消え行くものと残るもの

 身辺に色々あって多忙を極めていたので、ずっと日記が書けないままでしたが、ようやく一息つき、久しぶりの再開です。

 今年の九月の「いのちを見つめる」展の打ち合わせの時、同席した島村美紀さんから、写真のラボを紹介して欲しいと頼まれました。彼女も写真を扱う作家さんですが、材料が手に入らなくて困っておられるとの事でした。
 メーカー各社は、印画紙やその他の道具からどんどん撤退していて、写真用品は、店の片隅に追いやられてホコリをかぶっています。フィルム写真はデジタルに押されて存亡の危機にあります。
 
 それでも僕はあまり心配していません。
 写真も何かを駆逐して登場したのです。印刷技術は、木版から、石版、銅版、活版などと変化して、今やデジタル印刷に完全に取って変わられました。
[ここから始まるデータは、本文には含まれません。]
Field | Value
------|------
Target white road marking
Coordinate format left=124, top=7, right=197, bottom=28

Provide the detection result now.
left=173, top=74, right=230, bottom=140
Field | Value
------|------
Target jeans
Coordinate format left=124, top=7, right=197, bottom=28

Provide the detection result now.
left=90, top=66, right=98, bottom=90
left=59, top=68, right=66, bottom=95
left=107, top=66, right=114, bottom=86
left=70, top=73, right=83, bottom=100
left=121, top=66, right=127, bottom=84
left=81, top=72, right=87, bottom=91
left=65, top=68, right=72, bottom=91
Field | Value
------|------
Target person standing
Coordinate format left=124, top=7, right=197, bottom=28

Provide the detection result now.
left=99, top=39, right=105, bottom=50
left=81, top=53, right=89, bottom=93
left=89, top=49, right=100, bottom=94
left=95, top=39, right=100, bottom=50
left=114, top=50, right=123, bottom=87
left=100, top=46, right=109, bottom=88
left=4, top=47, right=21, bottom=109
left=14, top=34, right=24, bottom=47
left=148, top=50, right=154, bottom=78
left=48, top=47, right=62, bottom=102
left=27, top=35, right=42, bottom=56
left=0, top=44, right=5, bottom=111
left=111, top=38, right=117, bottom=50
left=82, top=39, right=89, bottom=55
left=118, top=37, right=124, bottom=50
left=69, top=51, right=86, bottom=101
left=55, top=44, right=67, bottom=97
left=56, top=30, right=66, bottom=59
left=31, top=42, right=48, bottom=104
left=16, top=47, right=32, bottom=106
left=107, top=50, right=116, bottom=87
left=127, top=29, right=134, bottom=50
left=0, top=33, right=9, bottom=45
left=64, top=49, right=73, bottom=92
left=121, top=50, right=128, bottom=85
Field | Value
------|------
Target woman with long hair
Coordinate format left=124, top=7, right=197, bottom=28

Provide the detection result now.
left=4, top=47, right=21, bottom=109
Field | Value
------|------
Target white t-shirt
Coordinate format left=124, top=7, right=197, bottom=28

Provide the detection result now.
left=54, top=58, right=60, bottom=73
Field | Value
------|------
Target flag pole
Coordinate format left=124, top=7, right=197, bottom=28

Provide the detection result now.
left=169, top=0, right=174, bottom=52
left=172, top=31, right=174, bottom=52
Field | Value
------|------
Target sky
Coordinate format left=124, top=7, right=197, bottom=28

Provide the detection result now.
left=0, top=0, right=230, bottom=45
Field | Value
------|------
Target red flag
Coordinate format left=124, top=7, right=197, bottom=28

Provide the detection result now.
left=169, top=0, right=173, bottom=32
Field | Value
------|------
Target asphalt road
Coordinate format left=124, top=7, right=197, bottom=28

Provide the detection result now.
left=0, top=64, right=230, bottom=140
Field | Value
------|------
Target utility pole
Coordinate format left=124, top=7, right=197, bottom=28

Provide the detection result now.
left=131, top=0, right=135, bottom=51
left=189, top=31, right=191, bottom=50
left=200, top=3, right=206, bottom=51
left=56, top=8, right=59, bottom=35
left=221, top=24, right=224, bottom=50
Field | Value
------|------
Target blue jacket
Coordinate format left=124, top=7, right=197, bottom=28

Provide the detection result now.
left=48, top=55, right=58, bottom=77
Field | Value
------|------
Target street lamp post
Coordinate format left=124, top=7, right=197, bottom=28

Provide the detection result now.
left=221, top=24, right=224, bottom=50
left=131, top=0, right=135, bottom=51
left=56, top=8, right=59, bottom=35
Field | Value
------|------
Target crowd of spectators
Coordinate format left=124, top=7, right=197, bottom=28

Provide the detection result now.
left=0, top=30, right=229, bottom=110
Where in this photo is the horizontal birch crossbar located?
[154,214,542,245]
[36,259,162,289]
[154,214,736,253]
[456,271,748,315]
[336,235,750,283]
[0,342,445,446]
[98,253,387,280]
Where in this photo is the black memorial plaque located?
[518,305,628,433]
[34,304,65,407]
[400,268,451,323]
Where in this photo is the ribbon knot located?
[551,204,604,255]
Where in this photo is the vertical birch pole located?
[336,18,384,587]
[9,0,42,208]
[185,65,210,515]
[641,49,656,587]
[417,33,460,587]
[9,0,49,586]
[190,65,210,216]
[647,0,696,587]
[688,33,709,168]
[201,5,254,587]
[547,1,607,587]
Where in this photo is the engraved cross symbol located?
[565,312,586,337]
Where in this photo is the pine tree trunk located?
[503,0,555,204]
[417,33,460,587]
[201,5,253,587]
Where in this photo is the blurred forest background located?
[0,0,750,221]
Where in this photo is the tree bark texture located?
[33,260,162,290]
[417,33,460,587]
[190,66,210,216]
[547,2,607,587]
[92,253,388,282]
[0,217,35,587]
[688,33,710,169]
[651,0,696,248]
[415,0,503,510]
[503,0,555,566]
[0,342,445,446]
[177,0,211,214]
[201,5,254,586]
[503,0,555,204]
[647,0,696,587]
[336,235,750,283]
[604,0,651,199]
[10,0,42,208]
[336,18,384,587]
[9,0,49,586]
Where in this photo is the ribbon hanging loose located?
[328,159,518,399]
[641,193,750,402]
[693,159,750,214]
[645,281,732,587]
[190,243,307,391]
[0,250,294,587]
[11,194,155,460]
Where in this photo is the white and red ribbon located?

 文明はいつも、前時代の文明を押し流して来たのですから、自分たちの文明ばかりが不変であって欲しいというのは、都合が良すぎるというものです。
 デジタル印刷は美しくないと言う人がいますが、それなら、木版はもっと美し
かったのです。面白い事に文明が進むほど、クオリティは下がるのです。どう
見ても、活版印刷より木版印刷の方が美しく、活字より肉筆と拓本のほうが美しい。そして、デジタルは、さらに醜い。ようするに文明は美とはなんの関係も無いのです。 

 不思議なもので、人は文化の変化より文明の変化に敏感です。テレビが登場すると馬鹿になると言い、ネットが登場すると人間関係が損なわれると言い、携帯電話が人間を駄目にすると、学者と称する人達が、毎度毎度騒ぎ立てます。彼らは文化の破壊にはおそろしく冷淡なのに、文明の変化には敏感です。
 木版や石版、シルクスクリーンなども、印刷技術として、つまり文明の一端としてこの世に産まれました。よりコンビニエンスな技術への変化にともなって一般社会からは捨てられた技術でしたが、美術家達が受け継ぎ、復活させ、いずれも今日まで残りました。
 重要なのは、技術ではなく、美意識です。美意識が残れば、その技術は残ります。
 僕たちは、銀塩の滑らかな黒の深さを美しいと思います。塗るのでも、乗せるのでもない、焼くという行為でしか出せない色がそこにあります。

 文化を残すのはメーカーや学者の仕事ではなく、僕たちの仕事です。

 僕の仕事は次世代に、美を残せるでしょうか?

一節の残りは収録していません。